First, it is increasingly improbable that other countries enjoying or aspiring to global significance or standing will be able to hold back from ratification. The agreement comes into force legally after it is ratified by at least 55 countries, which must also account for 55% of global carbon emissions. With the US and China alone accounting for 40%, and the third largest economy in the world, that of the EU, having been a prime mover in demanding action on climate, the Paris ratification conditions will, one assumes, be met easily and soon.  However the US and Chinese announcements will also put pressure on G20 nations to move faster with ratification and, inter alia, with pledges to phase out subsidies to fossil fuels. In UK domestic politics it no longer credible to argue that UK emissions reduction will have no effect “because the biggest emitters are doing nothing”.

Second, this may be an event that finally marks the end of an era of damaging and irrelevant debate and denial over the fundamental validity of the underpinning science. The science has been very clear for a long time that persistence with high levels of CO2 and other GHG emissions is an unacceptable risk to the future of humanity. But we are now seeing, perhaps, the collapse of continuing political resistance to these inconvenient realities.

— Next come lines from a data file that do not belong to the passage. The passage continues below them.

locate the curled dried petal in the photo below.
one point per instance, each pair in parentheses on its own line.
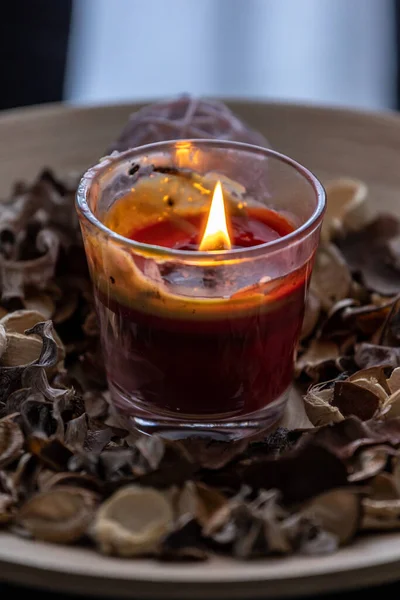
(199,501)
(336,511)
(372,355)
(59,515)
(7,509)
(318,405)
(133,522)
(369,462)
(383,487)
(11,441)
(394,380)
(381,514)
(352,399)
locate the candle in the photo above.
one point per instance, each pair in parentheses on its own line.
(200,281)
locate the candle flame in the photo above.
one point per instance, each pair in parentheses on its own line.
(216,235)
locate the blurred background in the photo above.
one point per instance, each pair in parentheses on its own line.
(337,52)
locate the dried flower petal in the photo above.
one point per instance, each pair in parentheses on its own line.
(11,441)
(185,543)
(133,522)
(369,462)
(199,501)
(394,380)
(318,405)
(303,473)
(371,355)
(383,487)
(337,512)
(59,515)
(352,399)
(380,514)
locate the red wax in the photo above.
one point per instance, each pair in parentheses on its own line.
(232,365)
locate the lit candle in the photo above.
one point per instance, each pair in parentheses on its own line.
(201,294)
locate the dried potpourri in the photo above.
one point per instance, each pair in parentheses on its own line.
(72,472)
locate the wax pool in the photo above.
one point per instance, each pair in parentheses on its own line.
(232,364)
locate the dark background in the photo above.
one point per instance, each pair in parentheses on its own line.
(34,37)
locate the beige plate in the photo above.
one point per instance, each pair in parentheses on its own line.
(332,143)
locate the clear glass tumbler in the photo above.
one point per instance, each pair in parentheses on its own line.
(199,341)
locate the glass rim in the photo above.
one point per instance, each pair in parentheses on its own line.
(92,174)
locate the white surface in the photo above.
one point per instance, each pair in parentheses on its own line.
(336,52)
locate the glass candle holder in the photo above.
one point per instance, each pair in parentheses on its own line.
(196,340)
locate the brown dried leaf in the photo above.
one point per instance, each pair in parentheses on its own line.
(41,303)
(366,319)
(390,333)
(75,480)
(11,442)
(301,474)
(394,380)
(51,452)
(318,405)
(371,355)
(345,438)
(212,454)
(24,479)
(383,487)
(7,509)
(133,522)
(352,399)
(36,272)
(369,462)
(185,543)
(391,407)
(380,514)
(374,380)
(21,350)
(336,511)
(96,404)
(76,432)
(59,515)
(199,501)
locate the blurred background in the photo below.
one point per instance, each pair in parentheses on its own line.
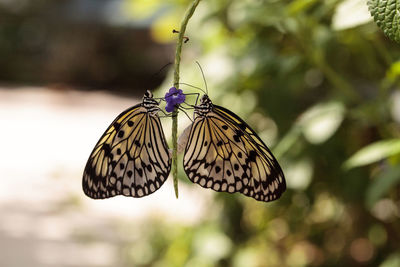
(317,80)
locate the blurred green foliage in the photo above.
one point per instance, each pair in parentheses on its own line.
(326,99)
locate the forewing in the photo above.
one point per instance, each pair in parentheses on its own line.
(223,153)
(131,158)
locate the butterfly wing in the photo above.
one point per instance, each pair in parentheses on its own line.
(131,158)
(223,153)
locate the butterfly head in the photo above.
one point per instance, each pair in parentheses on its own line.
(204,107)
(149,102)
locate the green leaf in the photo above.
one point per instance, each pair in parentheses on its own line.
(386,14)
(382,184)
(321,121)
(373,153)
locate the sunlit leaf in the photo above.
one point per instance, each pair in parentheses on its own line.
(373,153)
(382,184)
(386,14)
(349,14)
(300,5)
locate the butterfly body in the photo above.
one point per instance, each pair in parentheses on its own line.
(131,158)
(223,153)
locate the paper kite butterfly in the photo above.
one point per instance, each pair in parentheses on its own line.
(131,158)
(223,153)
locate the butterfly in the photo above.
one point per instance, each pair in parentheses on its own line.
(131,158)
(223,153)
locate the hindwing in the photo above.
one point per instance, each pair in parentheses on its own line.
(223,153)
(131,158)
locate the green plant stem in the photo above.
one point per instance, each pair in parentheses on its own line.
(182,30)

That is not to say that further understanding of our climate systems may not throw up some further nasty surprises, or more positively hitherto undetected effects that go some way to mitigating the worst outcomes. But the basic features of the climate risks we are running are now an established, and essential, part of any serious policy debate. And the upward statistical trend lines on global temperature are starting to look remarkably stable. Despite a weakening el Nino, July 2016 set a new record for the highest global temperatures on record.

Third, the challenge of actually meeting the ambitions of Paris remain huge, both in the context of individual national economies and in terms of reaching binding international agreements. At some point we can expect a resumption of debates about historic responsibilities, collective or national, and more hard bargaining over who is going to meet the costs either of mitigation or of adaptation to a warming world.

Finally, and turning to some of the specific issues for the UK, it seems unlikely that that the UK’s commitment to emissions reductions will be reduced by its prospective exit from the EU.  There will be some interesting questions to address, including how the UK motor industry seeks to influence patterns of regulation and technology choice for a low carbon road transport sector in the EU. There will also be the question of continuing membership of the emissions trading scheme, and indeed the future of that scheme within the remaining EU. But some of the more important impacts may well be felt through changes in the tone of domestic economic policy within the UK. The abandonment of austerity targets is likely to change the political and economic climate for infrastructure development, with more willingness to engage in lower cost of capital public borrowing to support investment, and policies that are more friendly towards the UK’s industrial heartlands and the “left behind” voters and regions who swung the vote towards Leave. Exactly how all this will play out remains uncertain, but there is no doubt that energy policy is now being framed against some very different policy priorities, both economically and politically.